Add in supply-chain issues, says Gallagher, and you have a limited supply of wines and spirits that make their way to Colorado. “We always encourage people to buy more than they think they will need because they tend to celebrate and drink more than they expect.”
He also encourages customers to seek advice about wine purchases from his sommelier, who showcases current favorites at the front of the store. “As Americans, we drink with our eyes,” but a quick chat can save you money and give you a better product than what you might traditionally buy, Gallagher suggests.
Another option is cocktails in cans. “We went from a seltzer craze to a ready-to-drink craze,” Gallagher says. With those drinks, he warns, what you may gain in convenience, you may lose in taste preferences.
Locke + Co.
Bonnie Brae Liquor
785 S. University Blvd., Denver
1 1/2 ounces Locke + Co. Aspen Aged rye whiskey
3/4 ounce St. Germain elderflower liqueur
1/4 ounce simple syrup
3/4 ounce fresh lime juice
1 ounce fresh Fuji apple juice
3/4 ounce Champagne
Add all the ingredients except the Champagne to a shaker and fill with ice.
Shake, and strain into a tumbler filled with fresh ice.
Top with the Champagne and garnish with apple cubes.
Recipe from Locke + Co.
The Veronica “Espresso Martini”
1 1/4 ounces Locke + Co. Aspen Aged rye whiskey 1 ounce coffee liqueur
Shot of espresso
Espresso beans to garnish
Combine all ingredients in a cocktail shaker. Fill halfway with ice, then stir vigorously about a dozen times.
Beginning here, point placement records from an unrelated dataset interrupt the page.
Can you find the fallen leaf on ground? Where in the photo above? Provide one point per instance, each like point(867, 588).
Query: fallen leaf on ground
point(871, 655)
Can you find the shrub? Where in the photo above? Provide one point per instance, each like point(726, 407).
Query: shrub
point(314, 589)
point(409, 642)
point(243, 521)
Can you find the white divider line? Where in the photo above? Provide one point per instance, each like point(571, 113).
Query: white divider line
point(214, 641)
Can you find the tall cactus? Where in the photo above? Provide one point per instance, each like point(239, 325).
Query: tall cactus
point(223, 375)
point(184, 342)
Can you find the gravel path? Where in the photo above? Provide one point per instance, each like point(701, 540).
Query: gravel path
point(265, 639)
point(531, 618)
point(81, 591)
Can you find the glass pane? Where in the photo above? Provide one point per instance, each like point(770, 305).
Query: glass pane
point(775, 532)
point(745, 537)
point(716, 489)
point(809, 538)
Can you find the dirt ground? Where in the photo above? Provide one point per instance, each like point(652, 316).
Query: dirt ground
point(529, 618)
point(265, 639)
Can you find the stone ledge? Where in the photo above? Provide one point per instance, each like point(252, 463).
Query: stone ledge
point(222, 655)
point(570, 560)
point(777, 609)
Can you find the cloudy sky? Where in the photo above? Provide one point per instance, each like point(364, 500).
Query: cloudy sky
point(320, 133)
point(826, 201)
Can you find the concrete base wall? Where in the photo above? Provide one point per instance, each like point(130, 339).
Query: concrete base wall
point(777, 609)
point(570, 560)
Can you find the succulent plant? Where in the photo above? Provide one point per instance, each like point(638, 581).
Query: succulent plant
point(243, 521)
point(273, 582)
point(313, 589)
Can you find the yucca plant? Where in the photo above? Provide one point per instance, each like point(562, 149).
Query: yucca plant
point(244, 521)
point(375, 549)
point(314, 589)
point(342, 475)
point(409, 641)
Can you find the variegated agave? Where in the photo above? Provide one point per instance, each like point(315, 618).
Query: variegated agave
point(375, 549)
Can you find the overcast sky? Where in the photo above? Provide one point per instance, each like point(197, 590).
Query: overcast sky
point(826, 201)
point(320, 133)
Strain mixture into a martini glass.
Garnish with 3 espresso beans.
Recipe from Veronica Saurett, on-premise account development manager for Connecticut at Brescome Barton Distribution.
Apple Cider Hot Toddy
2 ounces Locke + Co. Aspen Aged rye whiskey
4 ounces apple cider
1 teaspoon lemon juice
2 teaspoons honey 1 cinnamon stick
Combine the apple cider, lemon juice, honey and cinnamon stick in a small saucepan. Bring to a boil over medium-low heat, then reduce heat and simmer for about 5 minutes.
Remove from heat, stir in the rye whiskey, and serve immediately.
Notes: Look for unfiltered apple cider if you can find it. It has a lot more apple-tastic flavor to it!
To make this for a large crowd, use the following measurements: 1/5 bottle of whiskey, 1/2 gallon of apple cider, 1/4 cup lemon juice, 2/3 cup honey and 4 cinnamon sticks. Makes 16 servings. Keep it simmering on the stove with a ladle and mugs nearby, or pour it into a slow cooker and let cook on high for two hours before serving.
Recipe from Locke + Co.
Cynthia Pasquale is a Denver writer.